To monitor the health of the new primary replica during failover, you must locally connect AlwaysOn health monitoring to the SQL Server instance that's transitioning to the primary role.

In addition to the more common reasons that are discussed in this article, there are many other reasons that this connection attempt might fail. To investigate a failed failover attempt further, review the Cluster log on the failover partner (the replica that you couldn't fail over to):

  1. Use Windows PowerShell to generate the Windows Cluster log on the cluster node. To do this, run the following cmdlet in an elevated PowerShell window on the instance of SQL Server that's hosting the secondary replica that didn't transition into the primary role. A Cluster log will be generated for the last 60 minutes of activity.

    Get-ClusterLog -Node <SQLServerNodeName> -TimeSpan 60
    
  2. To review the Windows Cluster log, open the Cluster.log file in Notepad.

  3. Search for the "Connect to SQL Server" string that falls during the unsuccessful failover event.

  4. Review the subsequent login messages by using the thread ID (see the following screenshot) to correlate the events that are related to the login event. The following example shows a search for "Connect to SQL Server." It also shows using the thread ID (left side) to locate the other diagnostics that describe why the connection attempt failed.

    Screenshot of the Cluster log showing connect to SQL and the threadID.

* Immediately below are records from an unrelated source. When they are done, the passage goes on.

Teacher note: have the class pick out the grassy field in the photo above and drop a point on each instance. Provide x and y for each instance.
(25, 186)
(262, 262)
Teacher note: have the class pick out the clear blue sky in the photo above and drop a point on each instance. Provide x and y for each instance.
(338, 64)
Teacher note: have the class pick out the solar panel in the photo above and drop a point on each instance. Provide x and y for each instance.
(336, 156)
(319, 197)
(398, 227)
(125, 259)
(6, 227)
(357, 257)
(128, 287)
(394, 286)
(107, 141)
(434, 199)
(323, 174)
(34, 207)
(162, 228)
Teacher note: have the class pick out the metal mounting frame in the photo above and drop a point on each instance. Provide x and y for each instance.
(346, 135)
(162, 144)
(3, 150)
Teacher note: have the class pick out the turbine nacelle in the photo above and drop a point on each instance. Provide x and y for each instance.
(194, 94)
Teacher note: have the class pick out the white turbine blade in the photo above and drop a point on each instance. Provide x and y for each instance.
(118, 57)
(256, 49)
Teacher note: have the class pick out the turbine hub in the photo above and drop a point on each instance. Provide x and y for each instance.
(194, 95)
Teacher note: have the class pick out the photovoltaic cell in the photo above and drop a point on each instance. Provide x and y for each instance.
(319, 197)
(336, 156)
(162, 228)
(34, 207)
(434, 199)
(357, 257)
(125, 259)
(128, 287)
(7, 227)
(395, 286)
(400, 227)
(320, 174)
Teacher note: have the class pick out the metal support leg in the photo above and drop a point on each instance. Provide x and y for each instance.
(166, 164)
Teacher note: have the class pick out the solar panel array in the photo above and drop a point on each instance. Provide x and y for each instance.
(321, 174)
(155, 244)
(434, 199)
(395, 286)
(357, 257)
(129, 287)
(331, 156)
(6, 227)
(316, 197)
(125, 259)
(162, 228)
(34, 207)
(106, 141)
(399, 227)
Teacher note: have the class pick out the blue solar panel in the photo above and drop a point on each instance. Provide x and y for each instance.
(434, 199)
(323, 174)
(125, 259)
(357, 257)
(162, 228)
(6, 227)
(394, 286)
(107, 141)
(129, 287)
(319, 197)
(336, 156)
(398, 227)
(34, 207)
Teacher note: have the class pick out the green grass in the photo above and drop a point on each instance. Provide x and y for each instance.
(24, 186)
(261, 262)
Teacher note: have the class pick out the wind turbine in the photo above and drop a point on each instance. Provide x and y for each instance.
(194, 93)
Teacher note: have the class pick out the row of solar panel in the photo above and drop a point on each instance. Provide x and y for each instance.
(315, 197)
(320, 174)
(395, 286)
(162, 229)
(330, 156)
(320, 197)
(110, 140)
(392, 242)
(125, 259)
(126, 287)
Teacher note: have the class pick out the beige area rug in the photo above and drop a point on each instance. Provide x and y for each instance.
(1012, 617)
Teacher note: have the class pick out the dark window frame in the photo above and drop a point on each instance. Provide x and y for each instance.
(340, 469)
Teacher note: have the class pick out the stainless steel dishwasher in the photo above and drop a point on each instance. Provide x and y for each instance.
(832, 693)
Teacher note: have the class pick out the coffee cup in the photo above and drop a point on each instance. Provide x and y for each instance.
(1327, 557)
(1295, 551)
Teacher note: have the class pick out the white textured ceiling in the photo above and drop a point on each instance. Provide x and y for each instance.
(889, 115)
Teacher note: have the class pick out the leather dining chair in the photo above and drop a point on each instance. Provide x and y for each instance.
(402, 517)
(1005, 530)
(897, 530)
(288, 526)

The following examples show connection failures to the new primary replica.

Example Set 1

[hadrag] ODBC Error: [08001] [Microsoft][SQL Server Native Client 11.0]SQL Server Network
Interfaces: No client protocols are enabled and no protocol was specified in the connection
string [xFFFFFFFF]. (268435455)

Resolution

Start SQL Server Configuration Manager, and then verify that Shared Memory or TCP/IP is enabled under Client Protocols for the SQL Native Client Configuration.

Example Set 2

[hadrag] ODBC Error: [08001] [Microsoft][SQL Server Native Client 11.0]SQL Server Network
Interfaces: Server doesn't support requested protocol [xFFFFFFFF]. (268435455)

Resolution

Start SQL Server Configuration Manager, and then verify that Shared Memory or TCP/IP is enabled under Client Protocols for the SQL Native Client Configuration.

Example Set 3

000010b8.00001764::2020/12/02-16:52:49.808 ERR [RES] SQL Server Availability Group : [hadrag]
ODBC Error: [42000] [Microsoft][SQL Server Native Client 11.0][SQL Server]Cannot alter the availability
group 'ag', because it does not exist or you do not have permission. (15151)
000010b8.00000fd0::2020/12/02-17:01:14.821 ERR [RES] SQL Server Availability Group: [hadrag]
ODBC Error: [42000] [Microsoft][SQL Server Native Client 11.0][SQL Server]The user does not have permission to perform this action. (297)
000010b8.00001838::2020/12/02-17:10:04.427 ERR [RES] SQL Server Availability Group : [hadrag]
ODBC Error: [42000] [Microsoft][SQL Server Native Client 11.0][SQL Server]Login failed for user
'SQLREPRO\NODE2$'. Reason: The account is disabled. (18470)

Resolution

Review Case 2: Insufficient NT Authority\SYSTEM account permissions.